The Open Cloud Testbed builds on these three projects. Hardware is located in the MGHPCC. A researcher runs the Vitis FPGA development tools in the MOC, and then requests hardware from CloudLab to deploy and run their experiments, as shown in Figure 1. OCT provides FPGAs to the user. There are currently 8 Xilinx Alveo U280s available, each connected to its own host via PCIe and each with two 100 Gbit/s connections directly to the data switch using QSFP28 transceivers. Eight more will be deployed in the near future.
What is different about OCT? It gives users direct access to FPGAs in the cloud and allows them to experiment with the entire setup, including the OS. While development tools are provided, the deployed system is bare metal, giving the user complete freedom to conduct their research. FPGAs are directly connected to the network, enabling direct FPGA-to-FPGA connections and smart NIC based experiments. FPGAs can communicate with the network using either the
TCP/IP stack provided by ETH Zürich, or the
UDP stack provided by Xilinx. The OCT model is a combination of PaaS and IaaS, where infrastructure in the form of tools for development are made available, and coupled with bare metal deployment. This FPGA offering is much more flexible than that available from AWS, which does not include network attached FPGAs, or from the Microsoft Catapult project, who does not allow users to directly program the FPGAs.

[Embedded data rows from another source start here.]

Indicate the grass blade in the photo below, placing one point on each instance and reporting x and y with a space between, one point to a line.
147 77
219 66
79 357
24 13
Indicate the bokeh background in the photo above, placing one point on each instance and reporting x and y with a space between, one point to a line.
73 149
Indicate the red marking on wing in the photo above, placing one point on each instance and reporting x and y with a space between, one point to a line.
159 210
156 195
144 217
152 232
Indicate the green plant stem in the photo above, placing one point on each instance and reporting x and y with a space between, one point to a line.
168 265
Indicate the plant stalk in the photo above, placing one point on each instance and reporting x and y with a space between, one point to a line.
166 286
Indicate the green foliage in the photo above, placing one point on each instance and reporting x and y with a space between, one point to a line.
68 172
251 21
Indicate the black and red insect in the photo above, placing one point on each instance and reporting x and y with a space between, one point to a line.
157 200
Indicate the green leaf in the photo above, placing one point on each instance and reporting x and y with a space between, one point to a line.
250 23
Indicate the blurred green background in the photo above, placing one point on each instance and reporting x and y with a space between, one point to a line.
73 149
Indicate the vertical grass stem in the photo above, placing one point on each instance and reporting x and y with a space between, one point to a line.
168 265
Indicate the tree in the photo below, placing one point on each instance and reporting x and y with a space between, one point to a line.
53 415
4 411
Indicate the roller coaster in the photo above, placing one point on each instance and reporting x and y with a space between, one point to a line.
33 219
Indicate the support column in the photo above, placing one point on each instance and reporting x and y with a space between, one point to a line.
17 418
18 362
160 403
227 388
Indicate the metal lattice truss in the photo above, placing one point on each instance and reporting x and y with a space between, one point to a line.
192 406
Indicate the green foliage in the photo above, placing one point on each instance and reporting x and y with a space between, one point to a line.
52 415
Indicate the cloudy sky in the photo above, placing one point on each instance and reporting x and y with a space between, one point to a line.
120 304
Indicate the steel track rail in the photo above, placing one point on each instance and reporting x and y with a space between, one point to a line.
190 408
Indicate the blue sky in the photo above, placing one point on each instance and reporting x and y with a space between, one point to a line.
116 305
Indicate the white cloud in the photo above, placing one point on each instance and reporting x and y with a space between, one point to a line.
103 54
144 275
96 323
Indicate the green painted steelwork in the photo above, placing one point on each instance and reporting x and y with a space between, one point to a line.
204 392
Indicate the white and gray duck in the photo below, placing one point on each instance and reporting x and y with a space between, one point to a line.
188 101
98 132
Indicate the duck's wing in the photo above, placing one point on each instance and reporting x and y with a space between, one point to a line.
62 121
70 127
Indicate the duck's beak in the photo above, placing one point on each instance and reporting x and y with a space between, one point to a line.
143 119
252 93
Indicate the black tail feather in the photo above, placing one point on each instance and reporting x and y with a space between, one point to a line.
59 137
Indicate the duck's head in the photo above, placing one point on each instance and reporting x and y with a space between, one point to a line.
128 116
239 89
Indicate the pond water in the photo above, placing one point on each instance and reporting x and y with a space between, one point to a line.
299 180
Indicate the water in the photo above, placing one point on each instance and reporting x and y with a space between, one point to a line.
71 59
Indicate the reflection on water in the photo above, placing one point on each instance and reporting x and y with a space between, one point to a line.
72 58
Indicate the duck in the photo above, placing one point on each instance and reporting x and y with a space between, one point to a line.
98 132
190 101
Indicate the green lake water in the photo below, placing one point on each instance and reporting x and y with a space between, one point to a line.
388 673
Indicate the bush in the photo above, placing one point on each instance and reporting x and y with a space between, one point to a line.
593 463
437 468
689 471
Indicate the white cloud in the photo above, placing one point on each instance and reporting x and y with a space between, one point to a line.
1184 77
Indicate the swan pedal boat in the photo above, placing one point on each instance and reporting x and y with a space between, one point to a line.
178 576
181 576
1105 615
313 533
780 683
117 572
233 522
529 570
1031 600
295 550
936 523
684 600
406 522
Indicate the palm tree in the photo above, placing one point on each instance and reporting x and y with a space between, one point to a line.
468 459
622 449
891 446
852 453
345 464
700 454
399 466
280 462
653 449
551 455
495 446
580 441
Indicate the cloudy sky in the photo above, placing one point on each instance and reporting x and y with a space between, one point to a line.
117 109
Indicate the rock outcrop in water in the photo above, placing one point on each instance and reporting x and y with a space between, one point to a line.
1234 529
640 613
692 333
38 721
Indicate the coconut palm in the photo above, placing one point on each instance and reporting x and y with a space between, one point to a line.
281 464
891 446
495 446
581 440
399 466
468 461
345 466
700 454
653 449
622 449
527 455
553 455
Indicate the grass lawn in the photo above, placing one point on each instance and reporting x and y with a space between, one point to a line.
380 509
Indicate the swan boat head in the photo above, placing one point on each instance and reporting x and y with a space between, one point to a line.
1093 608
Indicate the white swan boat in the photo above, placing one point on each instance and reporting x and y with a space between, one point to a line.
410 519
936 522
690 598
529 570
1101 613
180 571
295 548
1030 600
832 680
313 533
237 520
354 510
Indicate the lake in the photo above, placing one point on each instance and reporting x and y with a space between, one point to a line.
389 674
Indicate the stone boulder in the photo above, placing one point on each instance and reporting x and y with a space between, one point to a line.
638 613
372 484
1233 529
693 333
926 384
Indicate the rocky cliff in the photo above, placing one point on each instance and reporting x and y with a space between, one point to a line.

Initial results show the advantage of direct network FPGA-to-FPGA communications. Using an example
benchmark from Xilinx, the measured round-trip time (RTT) is around 1 microsecond. The RTT is measured by starting a counter just before the packet is sent by FPGA 1, and stopping it once the same packet is received back at FPGA 1 after it being sent to FPGA 2. We also measured the OpenCL kernel execution time for an application running between two FPGAs where the communication goes from Host 1 to FPGA 1 over PCIe, then FPGA 1 to FPGA 2 over the network. The packet is then looped back from FPGA 2 to FPGA 1 which receives the packet and transmits it back to Host 1. The kernel execution time between sending and receiving a packet was observed to be between 200~300 microseconds. The high latency in this case is due to OpenCL function calls and the overhead of going through the PCIe connection. The direct FPGA-to-FPGA communication is 1 microsecond. These results argue for disaggregating FPGAs and host computers and treating the FPGA as a first-class citizen in the cloud.
OCT documentation is available on
GitHub where we host getting-started tutorials for both MOC and CloudLab. These tutorials demonstrate the workflow for stand-alone and network-attached accelerator development and deployment from the ground up.
Security in the Cloud
The bare-metal approach used in OCT gives the research community maximum freedom for system experimentation and evaluation but also bears certain risks when it comes to security. The provision of bare-metal servers gives users access to all components of the system, which means that they can also compromise (by accident or on purpose) the firmware of the system. Such modifications can impact the security of the system and subsequent users will work on a compromised system without being aware of it. OCT uses the mechanisms of Elastic Secure Infrastructure (ESI)
\cite{others2018} and its attestation service to provide an uncompromised system and make it available to an experimenter. Currently, ESI provides this service only for the servers that house the FPGAs in OCT. To ensure that a new user receives an uncompromised FPGA with the start of every new lease of a bare-metal system, we enforce the execution of a procedure that is automatically performed at the startup of the host server. This procedure makes sure the FPGA is put into a known state and no information accidentally or intentionally left behind from an earlier user continues to reside on it. An official
Xilinx Run Time (XRT) is installed as is the hardware shell. The shell is only reinstalled if the new user wishes to change the version, however all previous user logic is removed. In addition, the network that the FPGAs directly connect to is isolated to guarantee that a networked FPGA cannot inject spurious packets into a production network.
Example Application: Machine Learning on FPGAs in the Cloud
We provide sample applications including the FINN framework for machine learning. FINN \cite{Blott_2018} is developed and maintained by Xilinx Research Labs to explore deep neural network inference on FPGAs. The FINN compiler is used to create data-flow architectures that can be parallelized across and within different layers of a neural network, and transform the data-flow architecture to a bit file that can be run on FPGA hardware.
With the amount of resources available in the OCT, we are particularly interested in implementing network-attached FINN accelerators split across multiple FPGAs with convolutional neural network types such as MobileNet and ResNet, whose partitioning is discussed by Alonso at al. \cite{alonso2021elastic}. Figure 2 shows an arrangement of this where MobileNet is implemented with three accelerators that are mapped to two FPGAs. Two of the accelerators function stand-alone, while the third, which contains all the communications required between the FPGAs, is split between two Xilinx U280s. The two halves of this accelerator are connected using the network infrastructure of the UDP stack, which enables communication between them via the switch.